This review was originally posted on the Barnes & Noble SciFi & Fantasy blog on March 16, 2016. It has since been taken down, so I’m putting it back up.
Lavie Tidhar opens A Man Lies Dreaming with a familiar noir encounter: the buxom, well-heeled moll enters the downtrodden private dick’s office and hires him to find her lost sister. The detective is running from his past, one in which he let burgeoning power slip through his fingers, and the woman invokes his memories of that great mistake to needle him into accepting the job. Well, that, and the cash she casually rolls out, cash that he can’t say no to because he’s that close to the edge. His office is threadbare; the street below it is patrolled by prostitutes; he is days from eviction.
It’s 1939, and the communists have taken over Germany after the dissolution of the Reichstag. The detective is Adolf Hitler, now called Mr. Wolf, come to England after a five-year stint in a communist internment camp. The client is Isabella Rosenstein, whose sister was taken by human traffickers as she attempted to flee communist Germany. The culprits are likely old Nazi comrades of our piteous Wolf. “I do not associate with the old comrades anymore,” he tells her. “The past is the past.” But he shoulders his prodigious burden, and sets to finding the communist daughter of a Jewish industrialist.

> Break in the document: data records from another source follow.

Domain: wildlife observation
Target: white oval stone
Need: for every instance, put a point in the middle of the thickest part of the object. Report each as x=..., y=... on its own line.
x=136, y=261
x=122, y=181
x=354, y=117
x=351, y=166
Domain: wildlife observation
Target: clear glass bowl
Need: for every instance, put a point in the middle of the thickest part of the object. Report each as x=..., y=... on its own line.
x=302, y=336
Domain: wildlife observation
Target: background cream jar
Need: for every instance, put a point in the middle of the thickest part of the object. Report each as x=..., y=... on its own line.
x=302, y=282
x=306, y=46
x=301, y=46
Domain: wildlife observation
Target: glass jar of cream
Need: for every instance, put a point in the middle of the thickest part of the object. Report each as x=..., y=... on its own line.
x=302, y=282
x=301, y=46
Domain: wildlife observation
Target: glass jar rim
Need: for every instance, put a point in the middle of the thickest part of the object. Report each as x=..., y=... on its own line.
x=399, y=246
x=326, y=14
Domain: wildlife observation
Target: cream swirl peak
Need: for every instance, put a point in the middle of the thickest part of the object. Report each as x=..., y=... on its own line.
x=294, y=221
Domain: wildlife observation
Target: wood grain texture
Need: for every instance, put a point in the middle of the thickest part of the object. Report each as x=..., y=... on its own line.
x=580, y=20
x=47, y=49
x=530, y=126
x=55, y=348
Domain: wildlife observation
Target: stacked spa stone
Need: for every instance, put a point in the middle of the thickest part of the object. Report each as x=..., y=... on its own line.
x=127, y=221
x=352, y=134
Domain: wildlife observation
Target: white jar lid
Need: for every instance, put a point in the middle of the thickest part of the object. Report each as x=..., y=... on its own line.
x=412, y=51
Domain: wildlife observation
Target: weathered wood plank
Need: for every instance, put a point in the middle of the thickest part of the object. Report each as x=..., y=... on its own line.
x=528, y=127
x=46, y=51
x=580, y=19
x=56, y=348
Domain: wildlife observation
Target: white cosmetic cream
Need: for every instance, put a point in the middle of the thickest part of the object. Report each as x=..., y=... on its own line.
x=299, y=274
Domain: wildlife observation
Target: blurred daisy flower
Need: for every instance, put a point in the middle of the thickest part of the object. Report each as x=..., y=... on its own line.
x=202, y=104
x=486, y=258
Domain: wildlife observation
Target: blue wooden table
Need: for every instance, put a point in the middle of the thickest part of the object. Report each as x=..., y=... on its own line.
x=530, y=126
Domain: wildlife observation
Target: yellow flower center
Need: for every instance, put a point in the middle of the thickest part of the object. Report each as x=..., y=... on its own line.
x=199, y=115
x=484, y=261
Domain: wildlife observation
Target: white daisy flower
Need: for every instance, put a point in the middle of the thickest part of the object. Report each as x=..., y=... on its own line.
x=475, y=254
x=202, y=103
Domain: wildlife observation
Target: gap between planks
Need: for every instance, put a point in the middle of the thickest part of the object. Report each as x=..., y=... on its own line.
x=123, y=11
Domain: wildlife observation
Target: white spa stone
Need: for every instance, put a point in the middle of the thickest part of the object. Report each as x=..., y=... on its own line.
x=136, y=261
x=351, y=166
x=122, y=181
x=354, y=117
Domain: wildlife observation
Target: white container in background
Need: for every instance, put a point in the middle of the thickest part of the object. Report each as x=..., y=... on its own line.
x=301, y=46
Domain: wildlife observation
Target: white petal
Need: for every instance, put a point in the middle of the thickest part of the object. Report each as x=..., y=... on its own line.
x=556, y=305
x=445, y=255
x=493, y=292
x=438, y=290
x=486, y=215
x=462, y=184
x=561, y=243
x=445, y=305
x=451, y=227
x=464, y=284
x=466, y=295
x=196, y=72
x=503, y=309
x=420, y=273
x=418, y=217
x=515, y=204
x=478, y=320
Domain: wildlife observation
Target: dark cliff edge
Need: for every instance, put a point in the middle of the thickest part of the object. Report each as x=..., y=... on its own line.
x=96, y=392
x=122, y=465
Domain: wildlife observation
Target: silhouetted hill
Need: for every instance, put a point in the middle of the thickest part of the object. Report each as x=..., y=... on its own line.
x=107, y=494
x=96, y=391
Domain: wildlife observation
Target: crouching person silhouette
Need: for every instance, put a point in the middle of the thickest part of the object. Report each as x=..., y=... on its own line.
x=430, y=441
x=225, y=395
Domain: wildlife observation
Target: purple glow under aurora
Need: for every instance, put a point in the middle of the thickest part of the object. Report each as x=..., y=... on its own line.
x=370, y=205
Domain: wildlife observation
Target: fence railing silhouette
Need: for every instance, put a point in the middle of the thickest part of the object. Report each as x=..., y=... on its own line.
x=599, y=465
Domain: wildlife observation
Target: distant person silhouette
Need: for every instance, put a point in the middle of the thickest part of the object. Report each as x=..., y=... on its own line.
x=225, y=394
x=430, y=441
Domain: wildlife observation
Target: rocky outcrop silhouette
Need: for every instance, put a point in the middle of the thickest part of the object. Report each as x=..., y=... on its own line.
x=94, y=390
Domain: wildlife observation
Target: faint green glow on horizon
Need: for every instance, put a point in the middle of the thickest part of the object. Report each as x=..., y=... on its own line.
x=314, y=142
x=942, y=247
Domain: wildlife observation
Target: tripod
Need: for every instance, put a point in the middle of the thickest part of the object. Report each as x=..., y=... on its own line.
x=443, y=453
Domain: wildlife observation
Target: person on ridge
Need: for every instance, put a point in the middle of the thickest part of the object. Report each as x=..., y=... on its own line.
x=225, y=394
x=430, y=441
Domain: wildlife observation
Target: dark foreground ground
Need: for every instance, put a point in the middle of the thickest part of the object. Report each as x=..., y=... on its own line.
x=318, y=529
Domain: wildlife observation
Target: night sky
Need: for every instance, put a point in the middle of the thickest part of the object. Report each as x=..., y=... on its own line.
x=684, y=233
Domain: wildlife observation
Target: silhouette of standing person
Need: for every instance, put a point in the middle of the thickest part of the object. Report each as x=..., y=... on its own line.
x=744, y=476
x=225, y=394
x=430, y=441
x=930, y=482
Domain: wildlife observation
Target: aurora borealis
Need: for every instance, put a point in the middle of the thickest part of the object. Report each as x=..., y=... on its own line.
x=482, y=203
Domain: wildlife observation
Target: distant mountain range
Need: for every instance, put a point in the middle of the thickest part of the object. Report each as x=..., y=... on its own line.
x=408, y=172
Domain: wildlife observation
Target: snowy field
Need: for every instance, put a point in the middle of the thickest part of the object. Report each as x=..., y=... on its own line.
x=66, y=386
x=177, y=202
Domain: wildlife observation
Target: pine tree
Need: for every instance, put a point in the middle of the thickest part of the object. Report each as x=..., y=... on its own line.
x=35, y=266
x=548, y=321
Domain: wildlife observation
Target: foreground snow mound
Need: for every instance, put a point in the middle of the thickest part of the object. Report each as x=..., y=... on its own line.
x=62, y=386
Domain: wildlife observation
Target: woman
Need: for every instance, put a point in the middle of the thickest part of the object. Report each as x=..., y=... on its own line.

There are echoes of the Faulkner quote in here—“The past is never dead. It’s not even past.”—and the adage is as true of the plot as it is the form. Mr. Wolf plays the flatfoot through lurid and increasingly pulpy machinations. He comes into contact with former Nazis, politicians, and filmmakers of all stripes, from the English fascist Oswald Mosley, to spy novelist Ian Fleming, to Nazi filmmaker Leni Riefenstahl. England is on the eve of an election, one that will likely see Mosley and his Blackshirts rise to power on a platform of xenophobia and isolationism. The German refugees have to go.
But a man lies dreaming throughout, a man named Shomer Aleichem, who is himself an inmate of the terribly real Auschwitz. His only chance to escape from the waiting, pointed violence of the concentration camp, is to imagine the pathetic, chaotic travails of a ruined would-be despot. Wolf lives through Shomer’s alternate history degradations while Shomer lives through Wolf’s. It’s an ouroboros of alternate history within real history within alternate history. A Man Lies Dreaming is based on escapist fiction, and the man in the concentration camp is most in need of escape. They invoke one another.
Shomer is based on a Yiddish pulp writer—Fiddler on the Roof is based on a series of his novels—who wrote shund: popular, somewhat trashy novels at the turn of the 20th century. The necessity, or maybe more correctly, the inevitability of trash literature concerned with serious subjects is an unspoken theme in much of Tidhar’s work. Theodore Adorno once famously declared that, “To write poetry after Auschwitz is barbaric.” But can we write the barbaric, the comic, and the ironic? When my grandfather told stories of the war, they felt like riddles, with ironic, unfunny punchlines that had me laughing for no reason I could discern. Did I tell you the one time I almost ran the wrong way past enemy lines and into my inevitable death? It wasn’t funny, but, as the saying goes, if you don’t laugh, you cry.
A Man Lies Dreaming is brutally funny, the kind of thing that makes you squirm. The standard for Holocaust novels is seriousness, reverence. Tidhar stomps on all that with big ol’ lace-up boots, the kind you’ll find on the dominatrix antagonist from ’70s Nazi exploitation film. So many people have tried to pick apart Hitler, divine his motivations and sick predilections. In this book, we find chunks of his diary, filled with petty grousing and casual hatreds, interspersed with escalating violence and criminality. It’s the most savage irony, to see a man who based an entire genocide on his twisted notions of inborn criminality bereft of his sick principles, not to mention the power and position to play them out. He’s the foreigner that the rising fascist party in England wants to expel.
A Man Lies Dreaming is a vital, brilliant novel, almost assaultive in its pulp ornament. You have to account for the shund, for the popular and disposable, in a story predicated on the Modern era’s greatest calamity.